Thursday, August 1, 2024

Brainstorm (William Conrad, 1965)


Cast: Jeffrey Hunter, Anne Francis, Dana Andrews, Viveca Lindfors, Stacy Harris, Kathie Browne, Philip Pine, Michael Pate, Robert McQueeney, Strother Martin. Screenplay: Mann Rubin, Lawrence B. Marcus. Cinematography: Sam Leavitt. Art direction: Robert Emmet Smith. Film editing: William H. Ziegler. Music: George Duning.
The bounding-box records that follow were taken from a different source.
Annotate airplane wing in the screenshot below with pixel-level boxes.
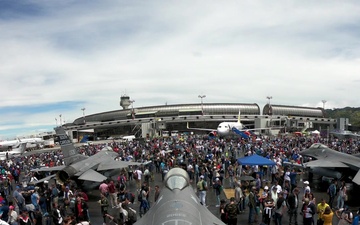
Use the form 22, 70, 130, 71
353, 170, 360, 185
186, 123, 216, 132
97, 160, 146, 171
31, 166, 65, 172
23, 147, 60, 156
305, 160, 349, 168
75, 169, 107, 182
34, 174, 56, 185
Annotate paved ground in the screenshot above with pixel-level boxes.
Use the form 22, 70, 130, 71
85, 169, 356, 225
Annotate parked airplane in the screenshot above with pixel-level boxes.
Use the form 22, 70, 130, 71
187, 111, 263, 138
300, 143, 360, 185
134, 168, 225, 225
32, 127, 142, 184
0, 143, 26, 160
330, 130, 360, 139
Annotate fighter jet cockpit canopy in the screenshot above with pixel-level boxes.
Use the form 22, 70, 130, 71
165, 168, 190, 190
310, 143, 328, 148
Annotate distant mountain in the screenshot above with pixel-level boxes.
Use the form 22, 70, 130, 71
325, 107, 360, 128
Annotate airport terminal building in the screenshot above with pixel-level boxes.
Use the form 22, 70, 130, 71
63, 96, 337, 139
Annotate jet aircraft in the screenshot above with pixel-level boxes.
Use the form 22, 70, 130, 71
330, 130, 360, 139
0, 143, 26, 160
187, 111, 263, 138
0, 138, 44, 150
134, 168, 225, 225
300, 143, 360, 185
32, 127, 142, 184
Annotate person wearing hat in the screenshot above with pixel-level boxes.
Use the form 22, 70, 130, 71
335, 205, 354, 225
12, 186, 25, 210
234, 181, 244, 213
213, 178, 223, 207
7, 205, 18, 225
0, 200, 9, 221
304, 180, 311, 194
248, 186, 256, 224
196, 175, 207, 206
31, 187, 40, 209
351, 208, 360, 225
225, 197, 238, 225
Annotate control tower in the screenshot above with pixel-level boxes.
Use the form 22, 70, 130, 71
120, 95, 131, 109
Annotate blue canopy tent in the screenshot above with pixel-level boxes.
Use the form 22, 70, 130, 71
237, 154, 276, 182
238, 154, 275, 166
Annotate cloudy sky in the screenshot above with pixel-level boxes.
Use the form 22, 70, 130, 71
0, 0, 360, 139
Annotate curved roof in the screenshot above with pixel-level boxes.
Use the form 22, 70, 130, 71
73, 103, 260, 124
263, 104, 325, 118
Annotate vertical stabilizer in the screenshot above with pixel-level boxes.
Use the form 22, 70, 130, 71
11, 143, 26, 155
55, 127, 84, 165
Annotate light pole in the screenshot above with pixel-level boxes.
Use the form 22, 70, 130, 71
321, 100, 327, 109
129, 100, 135, 119
266, 96, 272, 115
198, 95, 206, 115
81, 107, 85, 124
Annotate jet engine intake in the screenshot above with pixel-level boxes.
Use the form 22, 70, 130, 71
56, 166, 78, 184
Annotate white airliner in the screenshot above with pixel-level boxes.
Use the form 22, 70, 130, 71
0, 143, 26, 160
187, 112, 262, 138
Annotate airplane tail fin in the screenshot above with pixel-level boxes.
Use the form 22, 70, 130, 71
55, 127, 84, 165
238, 109, 241, 123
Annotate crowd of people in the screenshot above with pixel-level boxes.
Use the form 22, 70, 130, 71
0, 135, 359, 225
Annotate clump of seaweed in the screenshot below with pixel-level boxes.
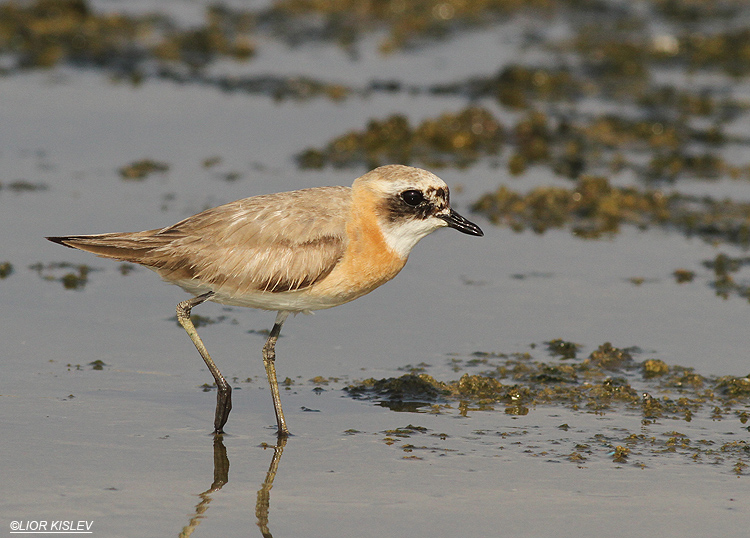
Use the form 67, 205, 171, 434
297, 107, 503, 168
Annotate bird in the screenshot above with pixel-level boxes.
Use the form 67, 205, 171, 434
46, 164, 484, 438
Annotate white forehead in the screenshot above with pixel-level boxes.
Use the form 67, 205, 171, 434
355, 164, 448, 193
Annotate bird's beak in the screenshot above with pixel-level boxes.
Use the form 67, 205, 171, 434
435, 209, 484, 237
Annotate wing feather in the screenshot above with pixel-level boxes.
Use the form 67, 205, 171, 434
50, 183, 351, 296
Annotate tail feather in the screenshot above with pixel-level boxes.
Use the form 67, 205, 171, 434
46, 232, 163, 263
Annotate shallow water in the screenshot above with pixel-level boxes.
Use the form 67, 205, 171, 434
0, 2, 750, 537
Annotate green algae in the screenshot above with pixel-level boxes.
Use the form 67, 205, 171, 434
29, 262, 98, 290
344, 343, 750, 476
118, 159, 169, 180
297, 107, 504, 168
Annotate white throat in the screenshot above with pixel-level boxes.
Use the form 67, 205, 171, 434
381, 217, 446, 259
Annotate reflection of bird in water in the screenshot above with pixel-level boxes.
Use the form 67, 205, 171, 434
48, 165, 483, 435
179, 435, 287, 538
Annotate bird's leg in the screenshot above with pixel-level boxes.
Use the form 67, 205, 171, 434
177, 291, 232, 433
263, 310, 289, 437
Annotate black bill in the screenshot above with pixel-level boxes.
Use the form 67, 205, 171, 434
435, 209, 484, 237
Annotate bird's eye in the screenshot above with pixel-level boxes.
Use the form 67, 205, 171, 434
401, 190, 424, 207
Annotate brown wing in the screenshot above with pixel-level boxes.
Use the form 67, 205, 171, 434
48, 187, 351, 295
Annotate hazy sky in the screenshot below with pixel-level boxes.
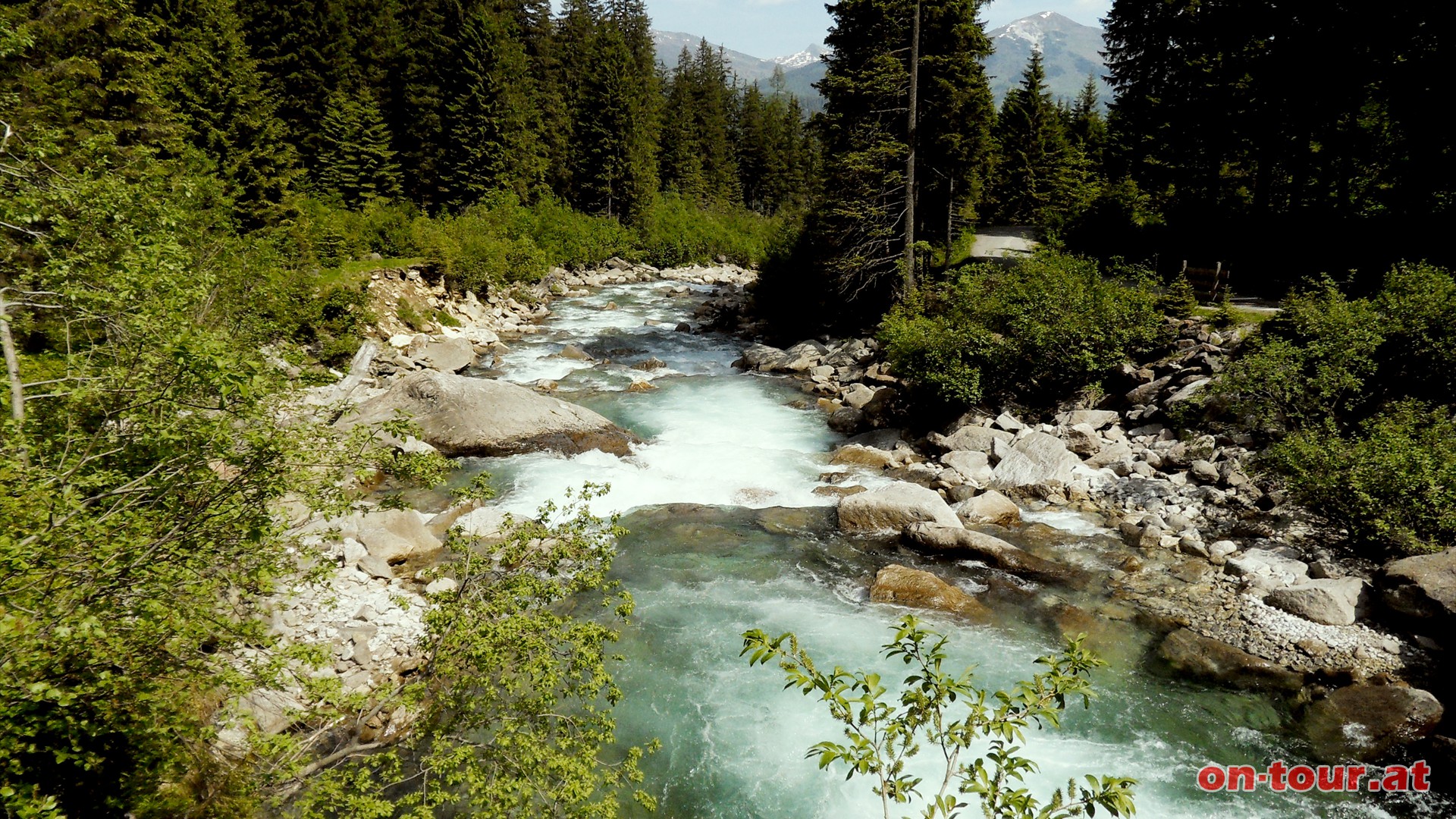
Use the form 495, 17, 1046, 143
646, 0, 1112, 57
The vertiginous Brainstorm starts off in one direction, with the sadistic industrialist Cort Benson (Dana Andrews) gaslighting his employee, Jim Grayam (Jeffrey Hunter), who is having an affair with Benson's wife, Lorrie (Anne Francis). But then it turns in another direction: Benson may be trying to make Grayam think he's going mad, but Grayam may actually be insane. He plots an intricate scheme to kill Benson and get away with it, and he almost does. It's a whipsaw premise for a thriller that in the hands of Alfred Hitchcock might have been a classic. Unfortunately, William Conrad was a better character actor than director, and he doesn't quite bring it off. Part of the problem is that Hunter is a little too handsome for the role and doesn't balance the attractiveness of Grayam with enough darkness: We ought to feel more ambivalent about the character from the start. The script has some distracting inconsistencies of plot and character that a more sure-footed director might have overcome, the way Hitchcock covers up the plot holes in Vertigo (1958). There are still some good performances, especially from Viveca Lindfors as a psychiatrist who plays her own ambivalent role in Grayam's case. I think it's the off-balance narrative that has allowed Brainstorm to develop into something of a cult film after its initial rejection from the critics. 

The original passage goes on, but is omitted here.